Quanto mais mergulho nos contornos que os diversos aplicativos me oferecem, mais decido que é coerente me manter na linguagem que domino. Quanto mais fico em casa, mais me sinto em visita. Por isso, escrevo e por isso cozinho. Quero me sentir eu mesma, seja lá o que isso signifique.

Escrevo, porque é tempo de ponderar as palavras. Há muita informação, de todos os lados, com verdades mais ou menos verdadeiras. Viviane Mosé aponta que sempre há um fundo de verdade nas Fake News, por isso, no exercício de relativizar as verdades, leio os diferentes pontos de interpretação que me chegam. Mas o Brasil ainda não chegou na pós-modernidade: o desmanchar das polaridades briga com a verdade que se constrói na oposição. Quer coisa mais louca do que defender uma posição negando a posição do outro? É preciso cuidar para que as palavras não ataquem, ao tentar se defender. É preciso refletir. O que estou defendendo mesmo?

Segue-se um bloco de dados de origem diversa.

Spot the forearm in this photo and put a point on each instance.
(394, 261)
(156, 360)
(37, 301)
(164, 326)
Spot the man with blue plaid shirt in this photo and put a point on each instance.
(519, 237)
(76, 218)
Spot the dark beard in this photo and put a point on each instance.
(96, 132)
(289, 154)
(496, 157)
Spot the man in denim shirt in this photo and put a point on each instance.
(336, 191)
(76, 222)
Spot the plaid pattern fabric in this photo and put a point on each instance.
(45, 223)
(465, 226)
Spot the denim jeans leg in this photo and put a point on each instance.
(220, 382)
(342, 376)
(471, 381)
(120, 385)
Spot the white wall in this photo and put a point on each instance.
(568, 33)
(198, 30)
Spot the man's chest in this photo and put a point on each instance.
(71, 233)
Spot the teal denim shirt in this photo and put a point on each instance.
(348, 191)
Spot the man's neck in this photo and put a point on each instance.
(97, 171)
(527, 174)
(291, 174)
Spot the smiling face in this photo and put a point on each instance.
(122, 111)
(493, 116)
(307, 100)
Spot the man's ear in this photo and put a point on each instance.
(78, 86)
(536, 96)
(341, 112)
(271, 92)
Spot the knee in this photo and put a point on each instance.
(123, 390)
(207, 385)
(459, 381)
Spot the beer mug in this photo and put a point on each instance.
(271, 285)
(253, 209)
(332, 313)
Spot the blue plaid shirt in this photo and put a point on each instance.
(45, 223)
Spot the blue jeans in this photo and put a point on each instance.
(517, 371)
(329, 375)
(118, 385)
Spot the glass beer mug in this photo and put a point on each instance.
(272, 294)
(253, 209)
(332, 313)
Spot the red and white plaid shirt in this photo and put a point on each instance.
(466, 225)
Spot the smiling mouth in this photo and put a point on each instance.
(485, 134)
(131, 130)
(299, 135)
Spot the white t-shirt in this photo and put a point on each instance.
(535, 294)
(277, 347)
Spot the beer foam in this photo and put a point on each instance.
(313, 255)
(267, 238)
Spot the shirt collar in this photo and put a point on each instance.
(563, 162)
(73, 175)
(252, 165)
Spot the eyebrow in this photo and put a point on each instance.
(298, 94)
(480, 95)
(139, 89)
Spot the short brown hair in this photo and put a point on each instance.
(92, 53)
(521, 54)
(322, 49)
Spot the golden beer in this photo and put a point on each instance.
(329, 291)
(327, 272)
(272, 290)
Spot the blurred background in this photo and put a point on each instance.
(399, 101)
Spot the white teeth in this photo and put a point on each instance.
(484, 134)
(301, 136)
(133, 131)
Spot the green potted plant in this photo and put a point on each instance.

Então, cozinho. Porque, no desacelerar da rotina, as relações familiares exigem materialidade. Uma casa organizada, limpa, confortável para nossas necessidades. E, um motivo de fugir da impotência que paira sobre nós, a fome nossa de cada dia! Mas não cozinho para saciar a fome da minha família. Cozinho, porque preciso ver que há um dia após o outro; porque preciso estocar prazer para o futuro; porque não posso parar de viver enquanto a morte não vem. Felizmente tenho minha família nesses dias tristes! Há espaço para muitos reflexões ao se preparar  um bolo. Ao separar os ingredientes, medir cada um, misturá-los no momento certo... cada etapa do processo redimensiona o tempo e faz do produto final, mais do que um alimento para o físico.

Tenho muito o que fazer em casa além do meu trabalho, que não parou totalmente. Mas cada notícia me impacta, deixando a vida prosaica totalmente sem sentido. Como a humanidade não está ao meu alcance, que eu possa ressignificar os dias iguais que vivi, nesses dias atípicos de distanciamento físico (como diz Eliane Brum). 

Ainda há muito o que escrever e cozinhar, que eu encontre sanidade nessa parada forçada, e nos próximos passos, de acordo com o que a vida exigir.